Roybal Translational Research Center
to Promote Context-Specific Caregiving of Community-Dwelling Persons Living with Alzheimer’s Disease or Related Disorders
Nell Hodgson School of Nursing
Emory University
Atlanta, GA
By 2050, as many as 20 million Americans will be living with Alzheimer's disease or similar illnesses, and the number of informal caregivers will expand to 40-50 million. Informal caregiving is the key to the quality of life and continued community living of persons living with Alzheimer’s and similar illnesses; it is also a bulwark against rising health care costs. Our Center rests on the premise that informal caregiving is not one homogenous entity but is context-specific. As the U.S. continues to experience major reconfigurations in its social and demographic composition (we will, for instance, be a “minority majority” country by 2043), we expect caregiving to occur in an ever-increasing set of heterogeneous contexts. These contexts are framed by various illness conditions, family, cultural, or social caregiving situations, geographical location, and care recipients’ transitions through care settings, especially the acute setting.
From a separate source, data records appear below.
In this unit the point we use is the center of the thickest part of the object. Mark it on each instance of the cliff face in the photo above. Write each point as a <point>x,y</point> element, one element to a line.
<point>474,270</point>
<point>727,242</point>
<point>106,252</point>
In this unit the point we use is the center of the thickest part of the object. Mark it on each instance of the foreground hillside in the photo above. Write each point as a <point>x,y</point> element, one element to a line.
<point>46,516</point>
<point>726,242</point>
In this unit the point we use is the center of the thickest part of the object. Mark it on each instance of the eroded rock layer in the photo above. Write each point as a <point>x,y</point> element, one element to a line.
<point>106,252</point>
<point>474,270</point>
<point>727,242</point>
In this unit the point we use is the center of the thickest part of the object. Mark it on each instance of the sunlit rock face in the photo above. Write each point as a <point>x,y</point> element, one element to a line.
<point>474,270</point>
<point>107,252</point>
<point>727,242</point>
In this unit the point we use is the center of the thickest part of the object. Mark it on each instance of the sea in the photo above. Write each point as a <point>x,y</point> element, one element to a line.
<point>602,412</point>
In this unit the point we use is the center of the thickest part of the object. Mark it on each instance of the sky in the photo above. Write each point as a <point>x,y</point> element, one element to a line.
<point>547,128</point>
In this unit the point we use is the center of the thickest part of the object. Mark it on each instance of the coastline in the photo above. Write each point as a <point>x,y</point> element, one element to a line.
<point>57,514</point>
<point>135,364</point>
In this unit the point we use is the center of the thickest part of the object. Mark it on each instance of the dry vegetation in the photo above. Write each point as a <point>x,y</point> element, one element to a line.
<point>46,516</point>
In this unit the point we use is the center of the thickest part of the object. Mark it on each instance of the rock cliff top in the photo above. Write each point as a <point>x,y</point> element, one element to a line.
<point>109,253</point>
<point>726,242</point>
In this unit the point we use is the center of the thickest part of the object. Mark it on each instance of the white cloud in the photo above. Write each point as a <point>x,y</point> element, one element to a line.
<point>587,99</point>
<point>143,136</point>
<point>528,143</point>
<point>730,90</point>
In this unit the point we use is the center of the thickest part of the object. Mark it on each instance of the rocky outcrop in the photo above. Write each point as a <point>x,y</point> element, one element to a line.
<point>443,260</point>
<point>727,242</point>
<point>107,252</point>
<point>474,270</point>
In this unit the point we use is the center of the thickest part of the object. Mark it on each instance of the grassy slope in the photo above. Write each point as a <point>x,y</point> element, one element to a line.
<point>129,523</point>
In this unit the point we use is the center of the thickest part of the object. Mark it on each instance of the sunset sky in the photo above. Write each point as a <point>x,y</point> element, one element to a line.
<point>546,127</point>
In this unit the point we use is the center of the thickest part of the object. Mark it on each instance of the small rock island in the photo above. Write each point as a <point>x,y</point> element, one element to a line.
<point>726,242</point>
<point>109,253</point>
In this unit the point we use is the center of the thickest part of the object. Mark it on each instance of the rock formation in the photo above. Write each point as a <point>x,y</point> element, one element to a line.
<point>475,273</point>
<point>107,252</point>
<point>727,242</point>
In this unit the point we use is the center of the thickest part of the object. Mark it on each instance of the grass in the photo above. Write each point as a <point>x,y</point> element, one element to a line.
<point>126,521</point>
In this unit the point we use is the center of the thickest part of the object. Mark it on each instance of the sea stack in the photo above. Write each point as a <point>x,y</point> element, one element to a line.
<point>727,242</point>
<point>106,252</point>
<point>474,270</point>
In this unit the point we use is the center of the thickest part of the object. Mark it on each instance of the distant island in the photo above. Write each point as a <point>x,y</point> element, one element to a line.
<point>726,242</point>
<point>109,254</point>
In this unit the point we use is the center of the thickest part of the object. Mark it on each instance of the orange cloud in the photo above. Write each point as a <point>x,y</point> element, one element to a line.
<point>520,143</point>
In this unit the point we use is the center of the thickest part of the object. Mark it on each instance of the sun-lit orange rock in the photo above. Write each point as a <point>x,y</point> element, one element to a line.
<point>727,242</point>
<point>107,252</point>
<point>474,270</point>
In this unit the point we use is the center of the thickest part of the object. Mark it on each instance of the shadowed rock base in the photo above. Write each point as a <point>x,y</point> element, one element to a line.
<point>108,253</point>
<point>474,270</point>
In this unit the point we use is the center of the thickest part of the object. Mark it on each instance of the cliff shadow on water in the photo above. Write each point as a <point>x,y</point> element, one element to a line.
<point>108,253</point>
The Center will focus on two pilot studies: one focuses on caregiving for persons with Primary Progressive Aphasia, the other on the situation of caregivers from a sexual-orientation minority group. Our Center’s second assertion is that interventions developed to address these contexts must be designed with the involvement of caregivers/consumers from within these contexts. Our Center builds on substantial contributed support from our institution and a set of existing relationships with key national networks of Alzheimer’s and caregiver researchers, centers and investigators engaged in geriatrics and gerontology research, and centers and organizations focused on promoting diversity and the voice of the consumer.